Between the early freeze and the recent wind, our trees lost their leaves in a hurry. Once again, we need to clean up the mess. But raking, bagging and sending those leaves to the landfill is not a good idea, so why not use them in your landscape where fallen foliage turns to garden gold?
Here are a few suggestions for living with those leaves:
Mow them with a mulcher and leave them on the lawn. Researchers, motivated to find a way to avoid raking, have found that finely chopping leaves and letting them stay on the grass will return trace nutrients to the soil. The decomposing leaves provide food for earthworms and other soil citizens, holds moisture for grass roots, and builds soil from the top down.
First, make sure the leaves are dry and then, using a power lawn mower, make two passes over the leaves on the lawn to chop them into fine pieces. Move slowly across the yard, savoring each pass as it pulverizes the leaves. If after two swipes the leaves still have large chunks, go over them again to get tiny particles.
Though this technique sounds tantalizingly easy, it must be repeated every three days to ensure that the leaves don’t build up too thickly on the lawn before mowing. Should you miss a round or two, choose another use for your leaves, such as mulching perennial beds.
Oak and cottonwood leaves should be used sparingly in this manner, as they have high amounts of tannin, and take longer to decompose. Black walnut leaves should not be left on the lawn – they contain juglone, a chemical that prevents other plants from growing.
Mulch perennials. Leaves make an excellent blanket for protecting perennials and woody plants from the ravages of winter. In Colorado, thawing and freezing can lift roots, but covering the soil with a four to six-inch layer of leaves will keep temperatures consistently cool.

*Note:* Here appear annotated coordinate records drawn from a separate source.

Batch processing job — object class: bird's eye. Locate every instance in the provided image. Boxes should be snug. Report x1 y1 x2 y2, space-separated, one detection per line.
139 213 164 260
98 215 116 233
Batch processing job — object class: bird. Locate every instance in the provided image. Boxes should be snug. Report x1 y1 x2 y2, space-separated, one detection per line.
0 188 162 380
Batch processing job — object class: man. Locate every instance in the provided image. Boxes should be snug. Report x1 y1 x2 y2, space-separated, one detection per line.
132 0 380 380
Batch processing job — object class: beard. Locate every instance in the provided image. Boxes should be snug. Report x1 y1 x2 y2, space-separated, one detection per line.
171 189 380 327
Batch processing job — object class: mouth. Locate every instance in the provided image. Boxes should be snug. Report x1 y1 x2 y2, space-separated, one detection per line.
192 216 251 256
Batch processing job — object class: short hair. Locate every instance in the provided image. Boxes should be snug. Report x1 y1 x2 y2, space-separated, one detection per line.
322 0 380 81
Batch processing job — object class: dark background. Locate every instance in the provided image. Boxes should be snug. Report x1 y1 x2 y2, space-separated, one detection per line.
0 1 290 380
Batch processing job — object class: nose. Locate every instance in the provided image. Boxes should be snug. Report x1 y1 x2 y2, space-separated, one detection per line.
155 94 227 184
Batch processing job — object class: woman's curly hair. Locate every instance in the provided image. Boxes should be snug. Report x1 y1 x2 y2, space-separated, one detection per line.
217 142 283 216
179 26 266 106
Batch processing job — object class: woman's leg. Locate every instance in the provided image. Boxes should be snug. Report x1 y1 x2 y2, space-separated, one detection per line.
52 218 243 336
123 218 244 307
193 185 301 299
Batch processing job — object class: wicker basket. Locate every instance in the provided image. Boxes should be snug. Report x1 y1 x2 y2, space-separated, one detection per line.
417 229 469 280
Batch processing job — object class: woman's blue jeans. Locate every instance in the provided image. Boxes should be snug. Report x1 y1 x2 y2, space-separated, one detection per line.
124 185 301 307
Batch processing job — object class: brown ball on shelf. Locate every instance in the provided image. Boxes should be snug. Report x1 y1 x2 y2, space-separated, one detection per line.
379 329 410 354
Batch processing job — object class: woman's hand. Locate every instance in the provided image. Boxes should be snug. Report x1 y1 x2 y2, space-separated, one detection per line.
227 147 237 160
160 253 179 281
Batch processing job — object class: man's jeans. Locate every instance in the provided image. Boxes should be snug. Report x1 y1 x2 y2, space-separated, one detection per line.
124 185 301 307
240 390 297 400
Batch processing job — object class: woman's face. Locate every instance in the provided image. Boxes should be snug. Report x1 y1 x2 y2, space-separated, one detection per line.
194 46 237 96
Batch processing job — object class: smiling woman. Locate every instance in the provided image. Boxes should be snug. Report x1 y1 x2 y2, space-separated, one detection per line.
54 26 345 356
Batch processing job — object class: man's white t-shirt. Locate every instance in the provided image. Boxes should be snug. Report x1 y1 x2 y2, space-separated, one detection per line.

As long as your trees aren’t diseased, pile their leaves up around your plants and let the ones that blow into the beds settle there for winter. In spring, rake the leaves out and put them in your compost pile.
Compost them. Rotting, dead plants are converted to an organic material that, tilled into the soil, holds water and nutrients for roots to take up. This is a great soil amendment to have on hand in spring.